Songwriting in your 70s
It's harder and harder to write, because your standards plague you. You wind up trying to write something as good as this other song that you wrote. That's just death. You basically have to forget everything you've ever done and write something that's true for you now. That's the only way to get anything good. You can't get down the highway by just looking in your rearview mirror.
Tuning in to health
I feel pretty good at 72. I do yoga. I eat well. And I pay really close attention: If I have an ache or pain, I try to find out what it is. You shouldn't get laid low by something because you're not paying attention. When you're young, your body can withstand all kinds of things you can't do when you're older.
'Downhill From Everywhere'
The title of the new album came from a remark made by an oceanographer, Captain Charles Moore. He's the guy who discovered the great Pacific garbage patch. He was pointing out that the ocean receives everything that humankind produces. It's the last resting place for all of our junk — downhill from everywhere. And my point is, we're not just up to the edge of the cliff. We're actually in free fall in terms of climate and what we're doing to the planet, but also in a sort of downward spiral for society, you know?

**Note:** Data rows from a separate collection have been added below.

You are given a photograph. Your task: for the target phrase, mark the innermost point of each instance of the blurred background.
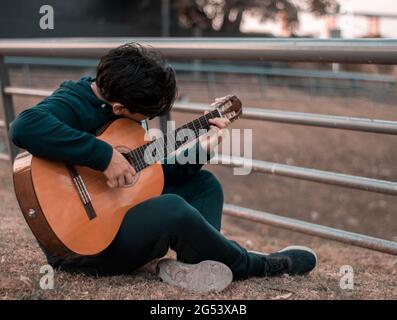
(367, 91)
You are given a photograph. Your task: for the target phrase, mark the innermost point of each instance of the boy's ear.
(117, 108)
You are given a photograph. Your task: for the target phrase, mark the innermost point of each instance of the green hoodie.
(62, 128)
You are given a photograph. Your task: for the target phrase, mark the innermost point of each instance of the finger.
(129, 179)
(120, 181)
(111, 183)
(220, 123)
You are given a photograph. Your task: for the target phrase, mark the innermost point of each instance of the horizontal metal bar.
(283, 72)
(312, 229)
(4, 156)
(320, 176)
(218, 68)
(258, 49)
(308, 119)
(28, 92)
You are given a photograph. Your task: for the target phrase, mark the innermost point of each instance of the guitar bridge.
(82, 191)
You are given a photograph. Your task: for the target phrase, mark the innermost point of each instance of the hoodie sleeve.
(45, 135)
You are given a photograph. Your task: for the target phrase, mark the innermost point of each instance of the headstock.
(230, 107)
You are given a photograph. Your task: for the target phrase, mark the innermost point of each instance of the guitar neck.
(160, 148)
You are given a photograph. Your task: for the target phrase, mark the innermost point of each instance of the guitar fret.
(168, 142)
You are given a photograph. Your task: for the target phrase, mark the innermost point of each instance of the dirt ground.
(375, 274)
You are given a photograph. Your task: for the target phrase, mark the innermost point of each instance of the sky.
(351, 26)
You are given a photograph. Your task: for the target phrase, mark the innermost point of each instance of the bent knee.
(211, 183)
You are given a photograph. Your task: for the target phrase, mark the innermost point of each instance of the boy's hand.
(119, 171)
(214, 136)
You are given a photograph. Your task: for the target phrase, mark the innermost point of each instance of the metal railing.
(348, 51)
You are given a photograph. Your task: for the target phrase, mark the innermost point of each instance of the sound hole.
(124, 149)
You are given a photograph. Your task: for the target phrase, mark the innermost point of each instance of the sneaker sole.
(301, 248)
(202, 277)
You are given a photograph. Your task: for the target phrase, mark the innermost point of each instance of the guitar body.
(54, 210)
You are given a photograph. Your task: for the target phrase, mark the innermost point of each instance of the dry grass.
(21, 259)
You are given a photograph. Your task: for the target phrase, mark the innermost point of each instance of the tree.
(225, 16)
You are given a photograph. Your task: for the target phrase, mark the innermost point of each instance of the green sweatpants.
(185, 218)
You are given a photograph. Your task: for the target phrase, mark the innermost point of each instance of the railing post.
(8, 107)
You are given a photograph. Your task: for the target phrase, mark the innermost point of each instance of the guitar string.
(138, 154)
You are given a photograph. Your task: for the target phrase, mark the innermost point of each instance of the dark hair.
(138, 78)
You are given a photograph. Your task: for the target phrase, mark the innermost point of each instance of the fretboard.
(160, 148)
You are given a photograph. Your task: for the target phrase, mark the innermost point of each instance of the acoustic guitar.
(72, 211)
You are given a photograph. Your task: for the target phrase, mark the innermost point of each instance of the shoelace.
(276, 265)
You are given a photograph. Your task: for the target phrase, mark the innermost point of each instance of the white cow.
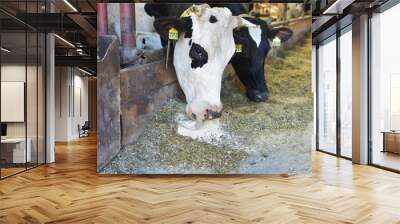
(203, 50)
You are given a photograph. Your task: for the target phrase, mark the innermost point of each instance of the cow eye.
(213, 19)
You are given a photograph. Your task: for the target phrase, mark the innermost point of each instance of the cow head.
(249, 64)
(204, 48)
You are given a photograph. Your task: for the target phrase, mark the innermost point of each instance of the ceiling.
(74, 22)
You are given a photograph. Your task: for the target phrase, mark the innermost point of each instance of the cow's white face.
(200, 57)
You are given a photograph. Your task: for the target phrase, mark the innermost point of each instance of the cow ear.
(163, 25)
(242, 21)
(283, 33)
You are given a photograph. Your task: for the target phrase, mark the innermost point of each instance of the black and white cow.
(207, 45)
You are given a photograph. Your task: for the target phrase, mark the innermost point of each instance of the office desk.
(13, 150)
(391, 141)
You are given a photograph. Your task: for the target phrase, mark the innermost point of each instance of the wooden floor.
(70, 191)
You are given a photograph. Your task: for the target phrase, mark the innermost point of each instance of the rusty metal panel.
(144, 88)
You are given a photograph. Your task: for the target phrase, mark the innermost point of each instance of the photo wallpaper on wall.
(204, 89)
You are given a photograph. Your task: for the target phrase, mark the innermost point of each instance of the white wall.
(70, 83)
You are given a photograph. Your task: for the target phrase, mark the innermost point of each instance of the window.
(385, 89)
(346, 92)
(327, 96)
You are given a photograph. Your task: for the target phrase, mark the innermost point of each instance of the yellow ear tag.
(173, 34)
(238, 48)
(186, 13)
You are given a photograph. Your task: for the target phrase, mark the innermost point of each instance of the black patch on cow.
(189, 27)
(198, 55)
(213, 19)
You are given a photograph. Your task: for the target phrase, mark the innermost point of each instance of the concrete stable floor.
(70, 191)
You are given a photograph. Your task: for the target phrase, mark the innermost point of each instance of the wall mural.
(204, 89)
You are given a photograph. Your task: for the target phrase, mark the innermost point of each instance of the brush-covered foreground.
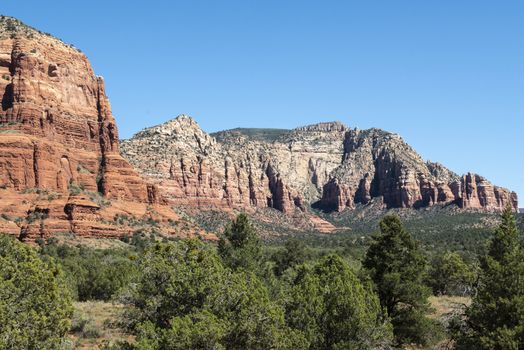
(155, 292)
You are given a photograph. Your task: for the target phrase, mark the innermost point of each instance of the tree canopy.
(35, 304)
(397, 267)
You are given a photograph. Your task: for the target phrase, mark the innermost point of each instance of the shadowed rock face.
(326, 164)
(57, 137)
(56, 123)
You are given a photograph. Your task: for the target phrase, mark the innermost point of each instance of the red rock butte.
(58, 136)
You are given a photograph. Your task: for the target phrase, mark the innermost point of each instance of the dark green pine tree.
(397, 267)
(495, 320)
(240, 246)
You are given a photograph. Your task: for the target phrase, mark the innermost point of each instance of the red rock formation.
(59, 144)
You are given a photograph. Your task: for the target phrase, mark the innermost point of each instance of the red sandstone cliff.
(59, 144)
(327, 164)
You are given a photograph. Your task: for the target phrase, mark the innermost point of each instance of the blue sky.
(446, 75)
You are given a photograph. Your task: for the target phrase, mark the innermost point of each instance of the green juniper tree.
(35, 304)
(184, 298)
(397, 267)
(240, 246)
(334, 310)
(495, 320)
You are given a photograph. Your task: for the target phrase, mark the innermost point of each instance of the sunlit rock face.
(326, 164)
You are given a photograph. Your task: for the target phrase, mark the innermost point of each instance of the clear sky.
(446, 75)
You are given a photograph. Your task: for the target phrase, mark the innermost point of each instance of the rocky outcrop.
(326, 164)
(59, 145)
(56, 126)
(233, 171)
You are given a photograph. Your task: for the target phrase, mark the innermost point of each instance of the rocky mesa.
(327, 165)
(60, 165)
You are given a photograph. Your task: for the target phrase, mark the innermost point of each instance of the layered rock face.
(381, 164)
(56, 126)
(59, 144)
(194, 169)
(326, 164)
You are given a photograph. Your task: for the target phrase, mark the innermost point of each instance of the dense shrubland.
(243, 294)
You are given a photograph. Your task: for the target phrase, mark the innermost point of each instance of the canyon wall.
(59, 147)
(327, 165)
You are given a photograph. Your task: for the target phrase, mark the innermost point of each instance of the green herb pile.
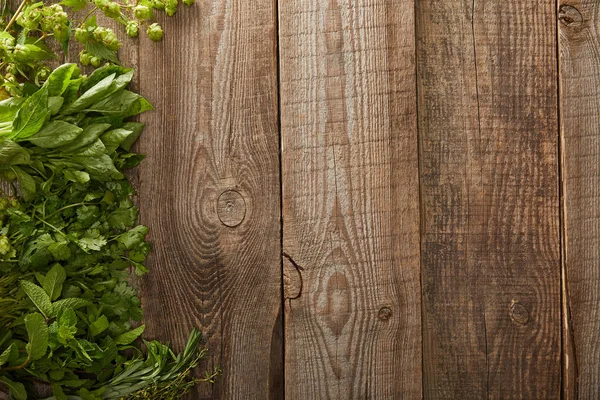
(69, 319)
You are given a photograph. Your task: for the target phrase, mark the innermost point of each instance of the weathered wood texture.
(487, 106)
(580, 132)
(209, 190)
(350, 199)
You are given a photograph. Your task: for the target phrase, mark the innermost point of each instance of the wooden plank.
(580, 132)
(488, 134)
(209, 190)
(350, 199)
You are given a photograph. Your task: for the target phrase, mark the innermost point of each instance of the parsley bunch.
(69, 237)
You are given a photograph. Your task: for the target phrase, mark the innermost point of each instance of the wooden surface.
(580, 132)
(394, 231)
(350, 199)
(489, 197)
(215, 140)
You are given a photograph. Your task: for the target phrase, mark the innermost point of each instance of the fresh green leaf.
(39, 297)
(6, 354)
(12, 154)
(17, 390)
(55, 103)
(26, 183)
(113, 139)
(60, 78)
(136, 128)
(53, 282)
(123, 103)
(32, 115)
(76, 5)
(37, 331)
(102, 89)
(71, 302)
(89, 135)
(55, 134)
(99, 325)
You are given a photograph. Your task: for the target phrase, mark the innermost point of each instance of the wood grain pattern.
(213, 80)
(580, 129)
(488, 133)
(350, 199)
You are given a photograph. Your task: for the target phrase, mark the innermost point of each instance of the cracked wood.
(487, 111)
(209, 191)
(579, 40)
(350, 198)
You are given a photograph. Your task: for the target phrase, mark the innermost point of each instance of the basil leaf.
(54, 104)
(60, 78)
(136, 128)
(9, 107)
(12, 154)
(113, 139)
(102, 73)
(89, 135)
(39, 297)
(32, 115)
(26, 183)
(6, 354)
(37, 331)
(53, 281)
(55, 134)
(102, 89)
(17, 390)
(101, 167)
(123, 103)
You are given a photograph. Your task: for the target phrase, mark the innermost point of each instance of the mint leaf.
(99, 325)
(39, 297)
(64, 304)
(37, 331)
(17, 390)
(5, 356)
(54, 280)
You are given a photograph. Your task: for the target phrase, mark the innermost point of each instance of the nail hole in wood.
(569, 16)
(385, 313)
(231, 208)
(518, 313)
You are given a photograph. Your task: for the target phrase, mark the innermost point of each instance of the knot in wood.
(518, 313)
(569, 16)
(231, 208)
(385, 313)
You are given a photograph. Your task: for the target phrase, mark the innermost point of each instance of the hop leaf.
(155, 32)
(142, 12)
(133, 29)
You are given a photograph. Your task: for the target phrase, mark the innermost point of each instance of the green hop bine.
(70, 321)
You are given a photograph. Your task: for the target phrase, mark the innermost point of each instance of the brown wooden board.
(350, 200)
(209, 190)
(580, 129)
(487, 107)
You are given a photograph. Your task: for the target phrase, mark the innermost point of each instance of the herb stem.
(15, 15)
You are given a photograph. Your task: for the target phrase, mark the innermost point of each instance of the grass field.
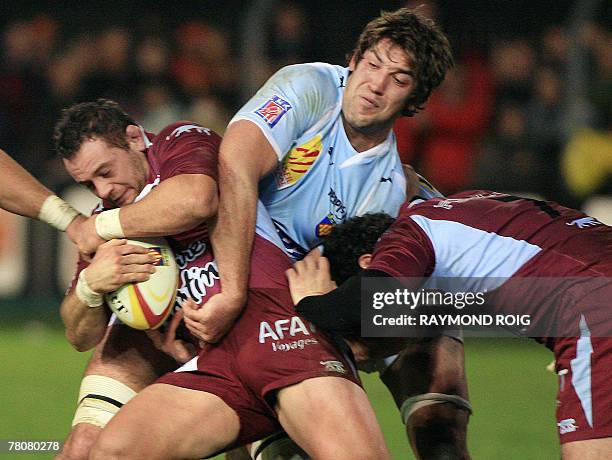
(513, 396)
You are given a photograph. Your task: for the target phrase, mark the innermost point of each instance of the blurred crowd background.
(527, 108)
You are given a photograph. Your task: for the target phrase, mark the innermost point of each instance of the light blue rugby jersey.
(321, 180)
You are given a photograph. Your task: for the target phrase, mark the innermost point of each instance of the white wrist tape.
(100, 398)
(108, 225)
(411, 405)
(86, 294)
(57, 213)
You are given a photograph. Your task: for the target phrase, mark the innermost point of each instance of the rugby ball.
(147, 304)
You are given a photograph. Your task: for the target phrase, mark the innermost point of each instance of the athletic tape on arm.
(108, 225)
(411, 405)
(57, 213)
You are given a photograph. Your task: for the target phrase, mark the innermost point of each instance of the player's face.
(377, 88)
(112, 173)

I really miss contact with an audience. I've done six or seven virtual shows. And I always think, right up to the moment when I'm supposed to stream from my house, that I'm going to be with these people, that I'm going to be on the stage performing to a live audience. And literally, I can't get used to not thinking in those terms. I recently went to a drive-in performance of the band Dawes, who did a fantastic show. But it was just as weird as can be to be in your car or to be seated next to your car on a lawn chair. It's good to know that this thing that we love, live music, is waiting for us when we get through this, that it's on the other side of this quarantine.
— As told to Craig Rosen
Jackson Browne's new album, Downhill From Everywhere, will be out in July. The Library of Congress recently selected his album Late for the Sky for the National Recording Registry. Browne's rescheduled U.S. tour with James Taylor kicks off in July, if COVID-19 restrictions allow.